Detectives balk at rules on overtime Homicide unit police must get OK before working longer hours

Officers called demoralized

Commanders defend moves to eliminate unneeded expenses

November 08, 1997|By Peter Hermann | Peter Hermann,SUN STAFF

In an effort to reduce runaway overtime in the city Police Department's homicide unit, commanders have introduced rules that detectives say hamper their ability to investigate and solve slayings.

The rules bar detectives from discussing cases with prosecutors at night or on weekends except in emergencies, restrict the number of detectives who may attend an autopsy and require everyone to get approval from a supervisor before working overtime.

"To solve cases you have to be on the street," one detective said. "You can't do this job sitting in the office. But [commanders] are saying, 'Get it done in eight hours or don't get it done at all.' "

Other investigators describe the unit as demoralized and cautioned that the rules could lead to the loss of seasoned detectives, similar to the departure of at least six of the most experienced detectives two years ago when a controversial plan to rotate officers through different jobs was proposed.

But top commanders insist they are trying to better manage their money by cutting unnecessary expenses in a unit that has the highest overtime budget in the department.

"We do not compromise a case at the expense of a dollar," said Col. John E. Gavrilis, chief of the Criminal Investigation Bureau. "There is no change. All we have done is asked everyone to ensure that overtime is justified. It's that simple."

Police officials said they discovered unusually high overtime during a routine audit this year. One detective earned as much as $13,000 in overtime in three months, the audit found. Overtime has increased as the number of killings has dropped and fewer are being solved.

Lt. Ben Lieu, who heads homicide's operations squad, said the new guidelines mainly cover routine aspects of investigations. He said detectives are encouraged to make appointments with prosecutors during regular work hours when possible.

A breaking case, Lieu said, always will be afforded overtime, because the first 24 to 48 hours are critical to solving the case. But routine interviews or neighborhood canvasses in a 4-month-old slaying will be more closely scrutinized.

"Is it necessary that it be done at time and a half?" the lieutenant said, "or can it be done during the regular tour of duty? I think detectives are grumbling but they don't know exactly what they are grumbling about.
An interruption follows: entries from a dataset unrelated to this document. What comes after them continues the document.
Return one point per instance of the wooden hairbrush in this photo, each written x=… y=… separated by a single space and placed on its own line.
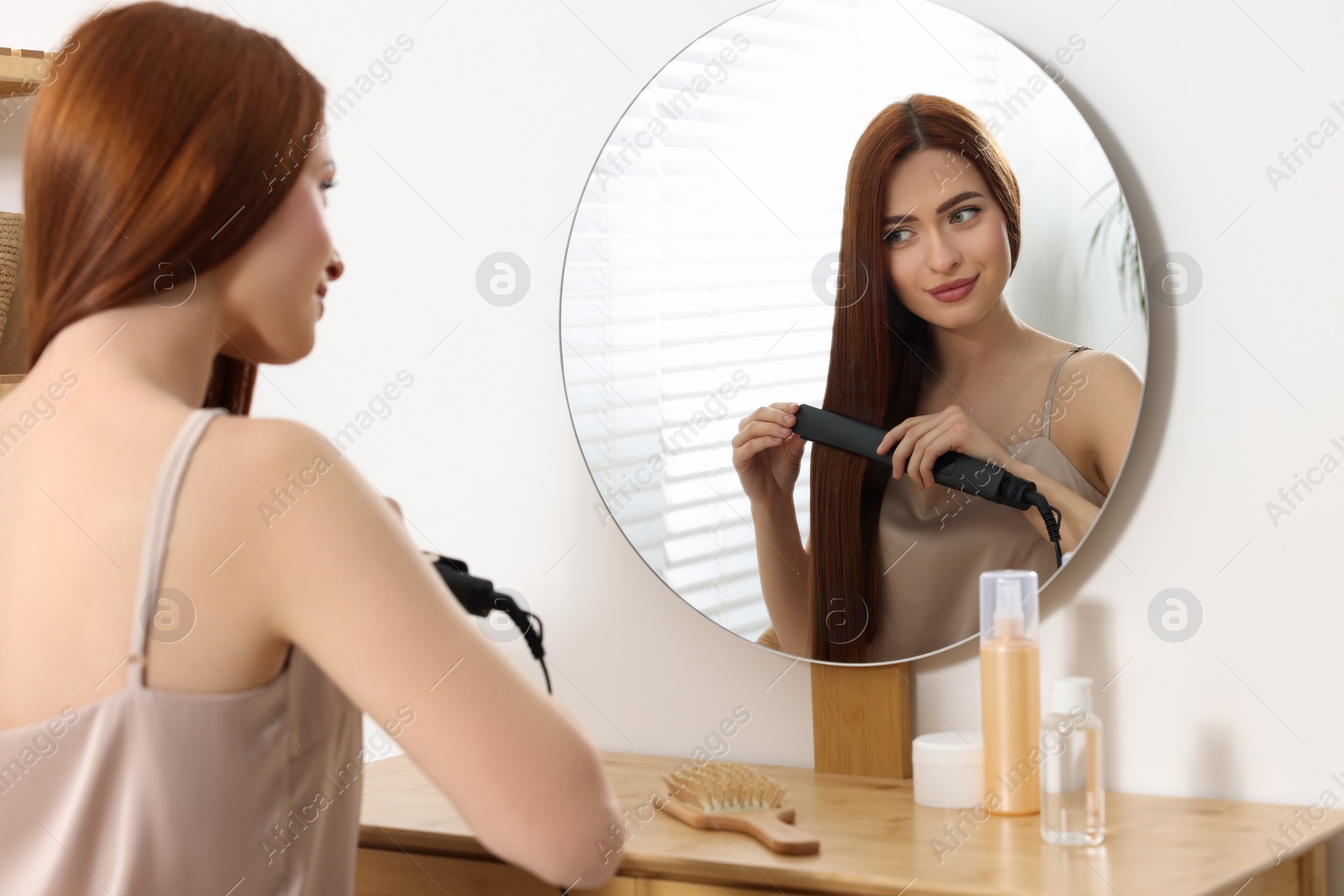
x=732 y=795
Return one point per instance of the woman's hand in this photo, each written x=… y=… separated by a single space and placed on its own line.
x=768 y=453
x=920 y=441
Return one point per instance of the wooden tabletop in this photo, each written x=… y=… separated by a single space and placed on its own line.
x=877 y=840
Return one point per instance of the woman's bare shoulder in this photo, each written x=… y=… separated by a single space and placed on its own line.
x=1099 y=394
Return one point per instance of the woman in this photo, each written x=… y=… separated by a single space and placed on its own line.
x=931 y=352
x=175 y=181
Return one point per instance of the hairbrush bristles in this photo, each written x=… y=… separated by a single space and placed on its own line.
x=725 y=786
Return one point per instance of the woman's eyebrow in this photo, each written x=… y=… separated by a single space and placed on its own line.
x=911 y=219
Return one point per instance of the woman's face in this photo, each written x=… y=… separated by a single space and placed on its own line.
x=270 y=298
x=941 y=226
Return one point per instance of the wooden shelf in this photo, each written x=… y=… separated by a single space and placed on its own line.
x=22 y=71
x=875 y=840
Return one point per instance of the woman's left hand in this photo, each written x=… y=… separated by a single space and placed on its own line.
x=920 y=441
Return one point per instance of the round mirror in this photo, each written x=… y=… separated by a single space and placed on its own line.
x=887 y=212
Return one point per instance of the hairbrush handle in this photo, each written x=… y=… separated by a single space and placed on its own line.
x=766 y=825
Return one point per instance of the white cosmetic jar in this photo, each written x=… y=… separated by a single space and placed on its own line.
x=949 y=770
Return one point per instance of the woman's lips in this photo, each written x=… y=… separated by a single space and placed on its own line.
x=958 y=293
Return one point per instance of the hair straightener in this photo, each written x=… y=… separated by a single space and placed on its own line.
x=480 y=598
x=956 y=470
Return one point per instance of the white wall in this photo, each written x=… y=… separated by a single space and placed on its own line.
x=495 y=118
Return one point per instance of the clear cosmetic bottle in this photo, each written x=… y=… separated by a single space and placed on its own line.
x=1073 y=808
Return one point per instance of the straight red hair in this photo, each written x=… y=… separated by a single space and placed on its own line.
x=879 y=351
x=160 y=149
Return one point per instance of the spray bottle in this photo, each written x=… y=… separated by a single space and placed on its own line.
x=1010 y=691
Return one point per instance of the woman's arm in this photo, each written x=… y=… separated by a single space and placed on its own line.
x=783 y=562
x=1095 y=432
x=349 y=587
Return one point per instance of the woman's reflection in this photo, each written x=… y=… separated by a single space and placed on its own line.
x=927 y=347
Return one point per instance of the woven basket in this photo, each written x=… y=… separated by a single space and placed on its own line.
x=11 y=231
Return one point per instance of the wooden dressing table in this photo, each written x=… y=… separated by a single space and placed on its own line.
x=874 y=840
x=859 y=801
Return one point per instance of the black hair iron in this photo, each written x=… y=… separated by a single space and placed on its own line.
x=480 y=598
x=954 y=470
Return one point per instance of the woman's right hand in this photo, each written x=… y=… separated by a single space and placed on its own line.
x=768 y=453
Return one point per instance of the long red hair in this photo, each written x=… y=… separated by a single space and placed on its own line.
x=161 y=148
x=878 y=355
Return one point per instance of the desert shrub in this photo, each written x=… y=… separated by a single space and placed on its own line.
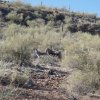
x=83 y=56
x=81 y=83
x=17 y=47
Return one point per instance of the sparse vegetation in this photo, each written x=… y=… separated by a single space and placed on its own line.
x=29 y=28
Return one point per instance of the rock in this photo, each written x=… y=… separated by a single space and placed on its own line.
x=29 y=84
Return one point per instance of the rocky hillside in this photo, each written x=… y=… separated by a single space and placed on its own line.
x=22 y=14
x=48 y=53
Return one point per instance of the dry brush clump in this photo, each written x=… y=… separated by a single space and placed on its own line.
x=83 y=56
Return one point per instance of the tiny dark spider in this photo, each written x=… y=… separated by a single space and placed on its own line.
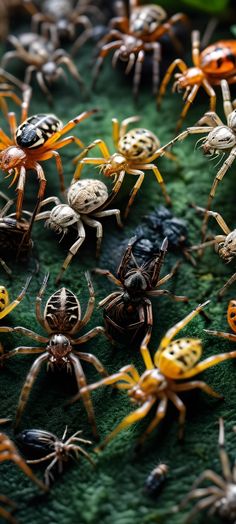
x=128 y=312
x=41 y=57
x=15 y=238
x=136 y=34
x=220 y=497
x=59 y=20
x=58 y=449
x=86 y=201
x=61 y=320
x=225 y=245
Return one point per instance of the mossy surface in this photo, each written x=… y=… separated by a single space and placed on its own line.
x=113 y=491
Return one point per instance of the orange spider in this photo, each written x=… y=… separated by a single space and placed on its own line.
x=214 y=63
x=173 y=361
x=135 y=152
x=231 y=318
x=37 y=138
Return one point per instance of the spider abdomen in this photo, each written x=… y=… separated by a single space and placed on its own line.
x=84 y=196
x=138 y=144
x=180 y=356
x=36 y=130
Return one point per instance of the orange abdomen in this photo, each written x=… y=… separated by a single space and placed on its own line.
x=219 y=60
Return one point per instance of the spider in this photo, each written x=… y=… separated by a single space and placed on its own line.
x=8 y=451
x=131 y=37
x=36 y=139
x=86 y=201
x=14 y=235
x=60 y=19
x=61 y=320
x=220 y=140
x=173 y=361
x=219 y=498
x=225 y=245
x=59 y=450
x=136 y=149
x=216 y=62
x=231 y=318
x=128 y=311
x=41 y=57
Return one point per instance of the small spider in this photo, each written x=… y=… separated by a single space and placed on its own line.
x=15 y=238
x=61 y=320
x=216 y=62
x=59 y=450
x=225 y=245
x=128 y=312
x=86 y=201
x=36 y=139
x=173 y=361
x=41 y=57
x=136 y=149
x=220 y=140
x=8 y=451
x=131 y=37
x=231 y=318
x=155 y=480
x=220 y=497
x=60 y=19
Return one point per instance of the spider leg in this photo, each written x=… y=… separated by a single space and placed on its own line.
x=219 y=177
x=137 y=72
x=130 y=419
x=15 y=302
x=226 y=286
x=177 y=63
x=72 y=251
x=29 y=381
x=160 y=414
x=85 y=395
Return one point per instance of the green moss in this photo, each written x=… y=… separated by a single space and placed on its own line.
x=113 y=491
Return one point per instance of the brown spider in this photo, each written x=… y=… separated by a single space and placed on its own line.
x=41 y=57
x=59 y=450
x=61 y=320
x=135 y=152
x=220 y=497
x=220 y=140
x=86 y=201
x=59 y=19
x=8 y=451
x=36 y=139
x=128 y=311
x=174 y=360
x=131 y=37
x=225 y=245
x=15 y=239
x=215 y=63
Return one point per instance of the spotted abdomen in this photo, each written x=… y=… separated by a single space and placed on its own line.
x=138 y=144
x=180 y=356
x=62 y=311
x=231 y=315
x=36 y=130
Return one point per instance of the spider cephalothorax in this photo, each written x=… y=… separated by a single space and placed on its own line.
x=214 y=63
x=43 y=59
x=36 y=139
x=128 y=311
x=135 y=151
x=86 y=202
x=61 y=320
x=174 y=360
x=136 y=34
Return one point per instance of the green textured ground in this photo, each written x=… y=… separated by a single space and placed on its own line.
x=113 y=491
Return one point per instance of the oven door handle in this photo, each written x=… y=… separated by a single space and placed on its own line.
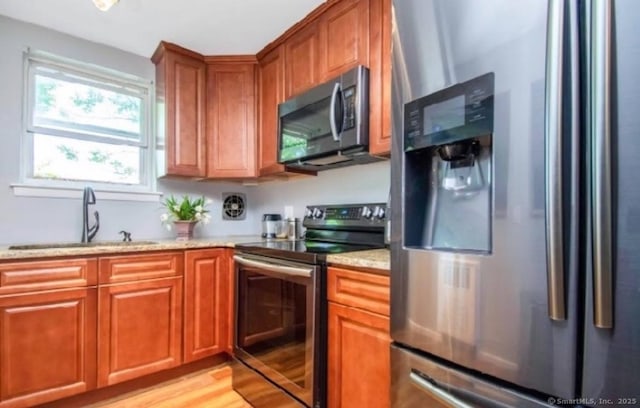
x=274 y=268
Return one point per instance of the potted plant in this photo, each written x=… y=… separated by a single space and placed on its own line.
x=184 y=215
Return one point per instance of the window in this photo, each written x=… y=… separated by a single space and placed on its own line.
x=86 y=124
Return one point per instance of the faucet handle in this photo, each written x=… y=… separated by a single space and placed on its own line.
x=126 y=236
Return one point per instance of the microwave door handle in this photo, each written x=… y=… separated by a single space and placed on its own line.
x=332 y=112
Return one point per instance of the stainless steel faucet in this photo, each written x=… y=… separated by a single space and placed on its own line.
x=89 y=197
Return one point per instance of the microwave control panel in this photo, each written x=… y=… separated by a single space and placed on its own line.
x=353 y=215
x=349 y=96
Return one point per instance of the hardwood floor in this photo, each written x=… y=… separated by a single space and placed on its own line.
x=207 y=388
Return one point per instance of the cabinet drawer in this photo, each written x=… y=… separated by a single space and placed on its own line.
x=128 y=268
x=29 y=276
x=363 y=290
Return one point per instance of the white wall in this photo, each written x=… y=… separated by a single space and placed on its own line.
x=355 y=184
x=27 y=219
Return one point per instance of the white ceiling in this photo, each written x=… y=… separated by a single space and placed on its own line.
x=210 y=27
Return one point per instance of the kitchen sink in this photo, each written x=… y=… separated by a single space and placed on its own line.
x=81 y=245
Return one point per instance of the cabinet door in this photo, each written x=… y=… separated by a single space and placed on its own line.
x=139 y=329
x=380 y=77
x=231 y=120
x=358 y=358
x=271 y=86
x=367 y=291
x=206 y=306
x=47 y=346
x=302 y=63
x=344 y=29
x=180 y=91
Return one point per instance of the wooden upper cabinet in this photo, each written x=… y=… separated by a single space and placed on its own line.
x=380 y=77
x=207 y=302
x=344 y=37
x=302 y=60
x=271 y=91
x=180 y=94
x=231 y=117
x=47 y=346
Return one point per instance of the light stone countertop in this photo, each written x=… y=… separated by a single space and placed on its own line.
x=118 y=247
x=376 y=259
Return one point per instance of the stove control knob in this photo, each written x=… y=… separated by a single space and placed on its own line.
x=379 y=213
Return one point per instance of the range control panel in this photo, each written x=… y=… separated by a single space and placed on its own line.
x=345 y=215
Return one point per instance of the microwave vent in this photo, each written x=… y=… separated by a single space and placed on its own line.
x=234 y=206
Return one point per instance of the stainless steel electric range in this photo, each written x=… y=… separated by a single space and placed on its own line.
x=280 y=341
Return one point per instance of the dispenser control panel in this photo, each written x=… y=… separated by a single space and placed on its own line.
x=459 y=112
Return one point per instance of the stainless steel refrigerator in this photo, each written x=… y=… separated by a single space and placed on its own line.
x=515 y=243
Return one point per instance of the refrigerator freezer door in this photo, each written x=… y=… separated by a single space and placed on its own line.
x=487 y=312
x=612 y=355
x=417 y=381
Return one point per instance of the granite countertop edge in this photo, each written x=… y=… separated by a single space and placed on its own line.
x=375 y=259
x=119 y=248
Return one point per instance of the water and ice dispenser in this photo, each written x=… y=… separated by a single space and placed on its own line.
x=448 y=186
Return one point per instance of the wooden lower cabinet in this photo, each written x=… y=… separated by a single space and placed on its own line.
x=139 y=329
x=47 y=346
x=358 y=358
x=207 y=303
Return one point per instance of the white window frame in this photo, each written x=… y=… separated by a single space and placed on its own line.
x=104 y=78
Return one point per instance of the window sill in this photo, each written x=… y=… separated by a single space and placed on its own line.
x=29 y=190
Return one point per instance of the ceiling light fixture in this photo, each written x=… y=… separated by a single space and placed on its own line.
x=104 y=5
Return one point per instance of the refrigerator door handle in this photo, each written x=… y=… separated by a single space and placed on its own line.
x=434 y=391
x=553 y=161
x=601 y=190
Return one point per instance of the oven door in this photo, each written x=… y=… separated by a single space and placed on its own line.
x=275 y=334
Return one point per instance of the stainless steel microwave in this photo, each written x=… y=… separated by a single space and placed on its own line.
x=327 y=126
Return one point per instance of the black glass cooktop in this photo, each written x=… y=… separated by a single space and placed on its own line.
x=301 y=250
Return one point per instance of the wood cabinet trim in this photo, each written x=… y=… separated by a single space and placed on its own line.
x=359 y=289
x=309 y=36
x=353 y=34
x=165 y=47
x=231 y=59
x=294 y=29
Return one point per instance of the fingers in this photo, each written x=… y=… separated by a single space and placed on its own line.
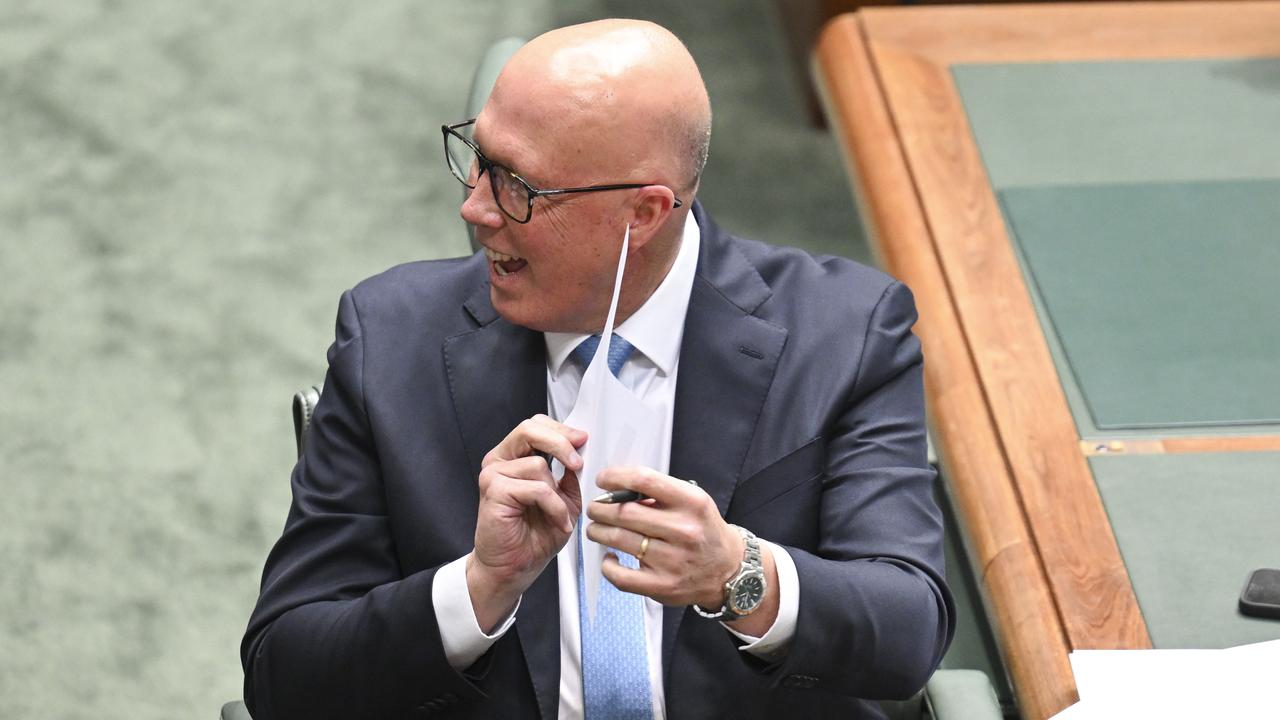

I would challenge any detective to come in here and say that he couldn't interview a critical witness or suspect in a case."

Those detectives interviewed, all of whom spoke only if they were not identified, said cases are being shortchanged in subtle ways. Interviews with potential witnesses are being rescheduled avoid overtime, fewer detectives help each other and they are using time that could be used investigating to complete paperwork.

As a result, officers say they are giving only cursory attention to less noteworthy slayings.

"It all depends on who is dead," one detective said. "If it's a routine case, then investigators will be held under the new policy. If someone of note gets killed, or someone of a particular ethnic group dies, then the floodgates open, and you can do anything to solve the case."

Detectives said the suspension last month of a detective under investigation for overtime abuse gave commanders a "green light" to institute restrictions.

The accused detective was removed from the homicide unit and transferred to a desk job in Central Records. Police sources say the internal investigation division is reviewing overtime slips submitted by each of the 58 investigators in the past year.

Precise figures on salaries and overtime were difficult to obtain this week, and officials could not say whether the overtime budget for the homicide unit is overdrawn and could only offer some comparison figures for previous years.

The budgeted salary for the Criminal Investigation Bureau in this fiscal year is about $12 million (of a total department budget of $215 million). Budgeted overtime is $567,698. Of that, $414,000 is earmarked for the crimes against persons section, which includes homicide, crimes against property and special investigations.

The average homicide detective earns a base salary of $40,000 a year, and investigators said they earn about $12,000 a year in overtime. Sources said one detective earned more than $85,000 last year, making him the second-highest paid officer in the 3,200-member department behind the police commissioner, who is paid $115,000 a year.

A recent audit of the homicide unit showed no pattern. For example, in a two-week pay period in April, detectives earned $36,000 in overtime, compared with $27,000 in the same period last year.

For the eight-week period audited, detectives earned $136,000 in overtime this year, compared with $123,000 last year. Detectives investigated 50 slayings in those two months this year and 60 during the period last year.